The main objective is to recognize the human hand tremors from videos obtained with standard consumer RGB cameras. The problem is critical in medical applications for assisting medical workers in the monitoring and diagnosis of patients with motor disorders. Traditionally, clinical practise has relied on body-worn accelerometers, which provide accurate measurements but are obtrusive, time consuming to set up, and only allow for the monitoring of a single location per accelerometer. When accelerometers are replaced with a standard RGB camera, a nonintrusive means of measuring full-body tremors emerges, providing a significant advantage in clinical practise.
Literature Survey
Introduction
Silvia L. Pintea et al, in their paper “Hand-tremor frequency estimation in videos”[2], propose two different approaches for measuring human hand-tremor frequencies: (a) Lagrangian handtremor frequency estimation, which assesses the hand-tremor frequency using the trajectory of the hand motion in the image plane throughout the video; and (b) Eulerian hand-tremor frequency estimation. In Lagrangian method, they first apply the Kalman-filter tracker to the initialised hand locations detected by the pose estimation algorithm. Through this they obtain corrected locations of hand trajectory on which a windowed fourier transform function is applied which provides the PSD (Power Spectrum Density) Function. The maximum frequency is used as the estimated hand tremor frequency. Figure 2.1 shows how hand location changes with tremor and how lagrangian method is used to estimate tremor frequency.

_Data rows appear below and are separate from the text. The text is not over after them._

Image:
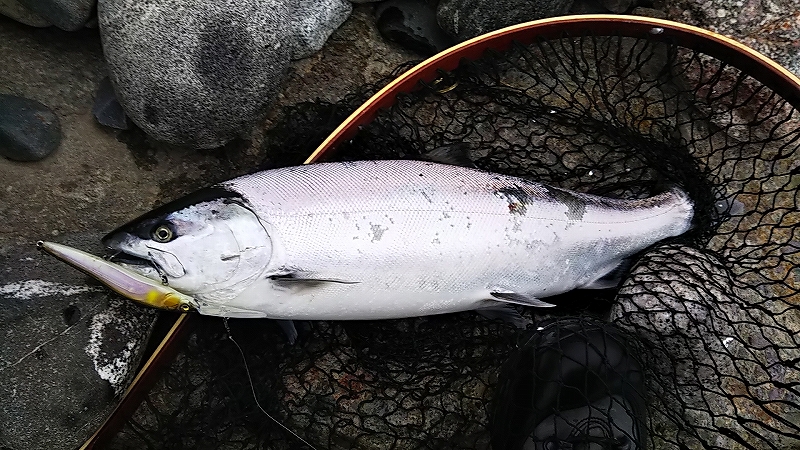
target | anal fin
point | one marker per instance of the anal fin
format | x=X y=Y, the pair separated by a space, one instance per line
x=506 y=313
x=612 y=278
x=516 y=298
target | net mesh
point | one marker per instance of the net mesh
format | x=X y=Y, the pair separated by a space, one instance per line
x=711 y=317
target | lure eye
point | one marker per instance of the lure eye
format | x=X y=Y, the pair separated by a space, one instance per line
x=162 y=234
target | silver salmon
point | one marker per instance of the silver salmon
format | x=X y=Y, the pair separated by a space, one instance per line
x=388 y=239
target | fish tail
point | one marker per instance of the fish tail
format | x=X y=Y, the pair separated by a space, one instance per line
x=682 y=208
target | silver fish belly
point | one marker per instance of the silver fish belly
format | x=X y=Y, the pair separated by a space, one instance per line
x=392 y=239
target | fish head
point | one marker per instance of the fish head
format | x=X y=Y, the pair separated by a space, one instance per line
x=209 y=244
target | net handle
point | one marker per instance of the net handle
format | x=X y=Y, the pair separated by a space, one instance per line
x=725 y=49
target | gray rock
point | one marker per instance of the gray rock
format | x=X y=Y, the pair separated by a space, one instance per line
x=107 y=109
x=618 y=6
x=69 y=15
x=464 y=19
x=70 y=349
x=29 y=130
x=18 y=12
x=313 y=21
x=724 y=356
x=195 y=73
x=412 y=24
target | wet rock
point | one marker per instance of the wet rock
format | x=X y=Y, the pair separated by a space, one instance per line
x=313 y=23
x=464 y=19
x=772 y=28
x=196 y=73
x=70 y=349
x=724 y=356
x=107 y=109
x=29 y=131
x=412 y=24
x=18 y=12
x=69 y=15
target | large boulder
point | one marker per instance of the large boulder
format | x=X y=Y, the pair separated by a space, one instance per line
x=70 y=349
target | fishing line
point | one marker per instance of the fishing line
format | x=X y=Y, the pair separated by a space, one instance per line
x=253 y=388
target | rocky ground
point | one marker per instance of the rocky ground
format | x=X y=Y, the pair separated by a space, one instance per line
x=96 y=180
x=100 y=177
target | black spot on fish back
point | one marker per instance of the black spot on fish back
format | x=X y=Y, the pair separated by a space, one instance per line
x=200 y=196
x=576 y=206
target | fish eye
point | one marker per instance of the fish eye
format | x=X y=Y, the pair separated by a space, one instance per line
x=162 y=234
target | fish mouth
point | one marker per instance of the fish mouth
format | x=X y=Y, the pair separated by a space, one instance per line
x=132 y=261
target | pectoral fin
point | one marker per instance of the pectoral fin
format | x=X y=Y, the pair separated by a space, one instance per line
x=517 y=298
x=288 y=327
x=454 y=154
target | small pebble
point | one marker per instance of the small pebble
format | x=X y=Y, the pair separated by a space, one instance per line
x=69 y=15
x=29 y=130
x=107 y=109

Parkinson disease, commonly known as Tremor, is caused by a decrease in dopamine levels in the brain, which affects a person's motor functions, or physical functioning. With the passage of time, the neurons in a person's body begin to die and become irreplaceable. The effects of neurological problems and the decrease in dopamine levels in the body in patients show gradually, making it difficult to detect until the patient's condition requires medical treatment. However, the symptoms and severity levels vary from person to person. Voice loss, loss of balance, and unstable posture are some of the symptoms. According to the World Health Organization, 10 million people worldwide are diagnosed with Parkinson's disease each year. The risk of developing Parkinson's disease rises with age; today, 4% of Parkinson's disease sufferers worldwide are under the age of 50. Parkinson's disease affects 7 to 10 million people globally every year, according to estimates.[1]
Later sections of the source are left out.